Since the start of the Iran war and up until May 15, the Chinese yuan has strengthened by about three-quarters of one percent against the dollar. The Japanese yen, Swiss franc and euro all weakened. The pound sterling was roughly flat. More oil-exposed currencies, including the Republic of Korea's won and the Indian rupee, fell much more sharply.
A photo showing economic triple-lows: (R-L) the Nikkei Stock Average, the exchange rate between the US dollar and the Japanese yen, and the 10-year government bond yield in Tokyo, Japan, April 30, 2026. /VCG
What makes the yuan's performance interesting is not that it has suddenly displaced the safe-haven currencies.
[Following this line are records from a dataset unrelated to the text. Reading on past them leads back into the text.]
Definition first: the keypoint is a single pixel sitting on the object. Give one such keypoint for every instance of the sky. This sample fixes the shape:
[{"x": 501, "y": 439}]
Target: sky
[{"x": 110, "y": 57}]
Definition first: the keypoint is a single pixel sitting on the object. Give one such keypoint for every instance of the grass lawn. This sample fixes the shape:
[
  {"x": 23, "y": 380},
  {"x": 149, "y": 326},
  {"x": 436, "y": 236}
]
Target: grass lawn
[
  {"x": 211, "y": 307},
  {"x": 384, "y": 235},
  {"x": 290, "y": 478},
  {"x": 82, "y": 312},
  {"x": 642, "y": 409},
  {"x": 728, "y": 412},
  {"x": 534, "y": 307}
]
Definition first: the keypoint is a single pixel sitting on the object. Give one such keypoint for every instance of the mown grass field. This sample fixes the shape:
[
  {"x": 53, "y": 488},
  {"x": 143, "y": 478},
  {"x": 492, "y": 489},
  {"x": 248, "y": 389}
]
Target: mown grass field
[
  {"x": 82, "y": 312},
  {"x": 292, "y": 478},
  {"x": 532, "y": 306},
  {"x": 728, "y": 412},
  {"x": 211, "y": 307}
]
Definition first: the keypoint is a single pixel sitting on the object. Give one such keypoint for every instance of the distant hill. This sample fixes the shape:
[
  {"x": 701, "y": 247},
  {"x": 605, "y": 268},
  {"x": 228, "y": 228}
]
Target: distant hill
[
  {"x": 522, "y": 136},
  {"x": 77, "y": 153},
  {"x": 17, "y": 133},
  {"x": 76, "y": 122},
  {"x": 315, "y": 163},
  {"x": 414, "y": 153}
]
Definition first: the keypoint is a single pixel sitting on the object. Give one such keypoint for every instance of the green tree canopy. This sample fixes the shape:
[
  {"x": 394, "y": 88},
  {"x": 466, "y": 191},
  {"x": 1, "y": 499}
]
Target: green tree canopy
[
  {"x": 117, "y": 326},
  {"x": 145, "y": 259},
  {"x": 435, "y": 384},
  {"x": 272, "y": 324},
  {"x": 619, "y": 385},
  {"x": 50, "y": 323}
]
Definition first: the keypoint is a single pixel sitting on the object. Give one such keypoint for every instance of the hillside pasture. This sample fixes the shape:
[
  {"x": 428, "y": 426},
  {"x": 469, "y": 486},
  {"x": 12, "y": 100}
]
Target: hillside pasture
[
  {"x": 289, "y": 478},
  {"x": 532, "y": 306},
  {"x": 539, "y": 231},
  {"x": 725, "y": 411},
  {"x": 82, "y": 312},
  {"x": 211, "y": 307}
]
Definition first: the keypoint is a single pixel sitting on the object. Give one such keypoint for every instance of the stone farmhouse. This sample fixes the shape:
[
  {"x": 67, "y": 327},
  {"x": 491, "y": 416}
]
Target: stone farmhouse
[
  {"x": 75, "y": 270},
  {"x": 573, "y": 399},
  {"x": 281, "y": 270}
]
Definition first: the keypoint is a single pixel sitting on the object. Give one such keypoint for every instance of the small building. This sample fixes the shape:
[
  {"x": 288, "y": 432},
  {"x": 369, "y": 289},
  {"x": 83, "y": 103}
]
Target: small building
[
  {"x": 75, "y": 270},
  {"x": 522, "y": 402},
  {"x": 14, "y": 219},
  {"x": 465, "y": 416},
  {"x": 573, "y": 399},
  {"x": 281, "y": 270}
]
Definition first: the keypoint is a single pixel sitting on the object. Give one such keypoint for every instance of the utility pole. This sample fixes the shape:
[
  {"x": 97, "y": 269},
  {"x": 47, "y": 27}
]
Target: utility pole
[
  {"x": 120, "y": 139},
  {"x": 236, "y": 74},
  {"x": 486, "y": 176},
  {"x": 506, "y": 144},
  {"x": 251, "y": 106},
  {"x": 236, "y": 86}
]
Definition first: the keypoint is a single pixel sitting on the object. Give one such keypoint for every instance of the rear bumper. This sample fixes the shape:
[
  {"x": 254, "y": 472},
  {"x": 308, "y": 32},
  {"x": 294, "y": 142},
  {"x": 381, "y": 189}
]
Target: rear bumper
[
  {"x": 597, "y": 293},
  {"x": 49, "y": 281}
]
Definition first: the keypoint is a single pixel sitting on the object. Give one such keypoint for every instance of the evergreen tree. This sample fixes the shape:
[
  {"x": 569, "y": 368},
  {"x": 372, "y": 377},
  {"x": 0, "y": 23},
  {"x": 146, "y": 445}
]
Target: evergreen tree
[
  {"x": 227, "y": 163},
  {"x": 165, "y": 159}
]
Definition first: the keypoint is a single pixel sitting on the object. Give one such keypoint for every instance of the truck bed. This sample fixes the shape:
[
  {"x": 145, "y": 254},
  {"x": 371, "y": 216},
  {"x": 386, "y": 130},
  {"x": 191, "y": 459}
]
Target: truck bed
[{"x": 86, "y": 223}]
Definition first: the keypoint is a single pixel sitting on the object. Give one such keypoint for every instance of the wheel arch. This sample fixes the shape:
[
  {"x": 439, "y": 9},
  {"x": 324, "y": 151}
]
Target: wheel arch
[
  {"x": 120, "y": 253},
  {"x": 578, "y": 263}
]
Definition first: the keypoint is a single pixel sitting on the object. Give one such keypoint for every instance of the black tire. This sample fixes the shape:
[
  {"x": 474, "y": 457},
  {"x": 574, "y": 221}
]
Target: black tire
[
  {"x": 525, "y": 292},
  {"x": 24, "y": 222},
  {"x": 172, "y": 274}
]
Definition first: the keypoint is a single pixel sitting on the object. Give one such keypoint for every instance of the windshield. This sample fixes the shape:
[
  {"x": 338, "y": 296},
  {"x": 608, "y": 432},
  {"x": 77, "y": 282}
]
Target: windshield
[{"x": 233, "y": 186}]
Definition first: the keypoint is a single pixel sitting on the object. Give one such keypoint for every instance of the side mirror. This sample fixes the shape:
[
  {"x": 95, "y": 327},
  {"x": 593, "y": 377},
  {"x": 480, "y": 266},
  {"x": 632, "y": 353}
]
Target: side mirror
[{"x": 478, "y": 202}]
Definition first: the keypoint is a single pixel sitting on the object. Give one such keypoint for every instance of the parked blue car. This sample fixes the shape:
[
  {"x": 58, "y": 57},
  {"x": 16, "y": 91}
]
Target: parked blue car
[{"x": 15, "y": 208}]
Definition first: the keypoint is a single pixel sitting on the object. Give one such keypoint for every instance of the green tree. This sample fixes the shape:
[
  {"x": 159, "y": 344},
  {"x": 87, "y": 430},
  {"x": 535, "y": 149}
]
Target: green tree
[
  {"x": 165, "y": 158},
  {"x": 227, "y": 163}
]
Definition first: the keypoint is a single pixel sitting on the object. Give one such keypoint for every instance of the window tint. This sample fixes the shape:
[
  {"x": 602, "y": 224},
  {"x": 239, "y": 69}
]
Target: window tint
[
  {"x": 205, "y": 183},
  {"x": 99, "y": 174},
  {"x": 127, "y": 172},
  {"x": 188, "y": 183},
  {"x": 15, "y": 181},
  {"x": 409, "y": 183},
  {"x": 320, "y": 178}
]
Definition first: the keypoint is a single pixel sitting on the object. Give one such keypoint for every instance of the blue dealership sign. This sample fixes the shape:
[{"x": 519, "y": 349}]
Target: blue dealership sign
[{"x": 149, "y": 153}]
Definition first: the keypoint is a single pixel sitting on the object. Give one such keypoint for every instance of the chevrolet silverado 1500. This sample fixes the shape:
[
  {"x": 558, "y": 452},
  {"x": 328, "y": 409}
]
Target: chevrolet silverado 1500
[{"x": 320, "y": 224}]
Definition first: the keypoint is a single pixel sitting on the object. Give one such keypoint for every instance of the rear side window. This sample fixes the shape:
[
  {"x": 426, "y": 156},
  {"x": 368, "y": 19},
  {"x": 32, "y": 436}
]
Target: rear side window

It clearly has not. The renminbi still faces capital-account management, limited offshore liquidity, and the fact that most global reserves remain concentrated in dollar assets. A safe-haven currency is not created by one episode.
But this episode may still matter because a safe-haven status does not arrive all at once. It is accumulated through repeated moments when markets discover, under stress, which economies offer resilience, policy credibility, and insulation from the particular shock at hand. In this crisis, the shock is not primarily about abstract geopolitical fear. It is about access to energy, exposure to imported oil, and the ability of an economy to absorb a physical supply disruption. On those terms, China looks more resilient and even antifragile than many other large importers. Solar, wind, nuclear, hydro, coal, a growing electrified industrial base, and diversified oil imports give China a broader energy buffer than economies that more tightly exposed to imported petroleum.
The broader implication from CF40's research is that the definition of a safe-haven may be changing. Currency safety is often equated with the depth of Western financial markets, central-bank credibility, and the availability of highly liquid government securities. Those factors still matter enormously. Yet in a world of sanctions risk, fractured supply chains, commodity chokepoints, and weaponized financial infrastructure, markets may increasingly treat real-economy resilience as part of the safe-haven equation. A currency backed by industrial capacity, energy diversification, policy continuity, and a large domestic savings base can begin to acquire a different kind of defensive value.
Rows of photovoltaic panels convert clean solar energy into green electricity in Taiping Village, Chaohu, Anhui Province, China, May 15, 2026. /VCG
This does not mean that the renminbi is already a full safe-haven currency. It means the yuan may be developing situational safe-haven characteristics. Its appeal may be strongest not in every risk-off episode, but in shocks where China's structural advantages are directly relevant such as energy security, manufacturing continuity, trade, infrastructure capacity, and state balance-sheet flexibility.
The test now is whether this behavior repeats. If future geopolitical shocks continue to produce yuan outperformance relative to China's measured external challenges, then the current episode will look less like an anomaly and more like the early stage of a market reclassification. Safe-haven currencies are ultimately built by habit. Investors run toward them because, in previous crises, they worked. The CF40 findings suggest that the renminbi may have just passed one of those early crisis tests.
The US dollar remains the incumbent global haven. But the hierarchy of global currency safety may be becoming less automatic and more conditional. In a world where the next crisis may be a supply-chain shock, an energy shock or sanctions shock rather than a conventional financial panic, the currencies that outperform may not necessarily be just the ones with the longest safe-haven reputations. Markets may also look to economies that can keep producing, trading, and absorbing shocks when the system is under pressure. On these measures, the Chinese yuan's performance deserves attention.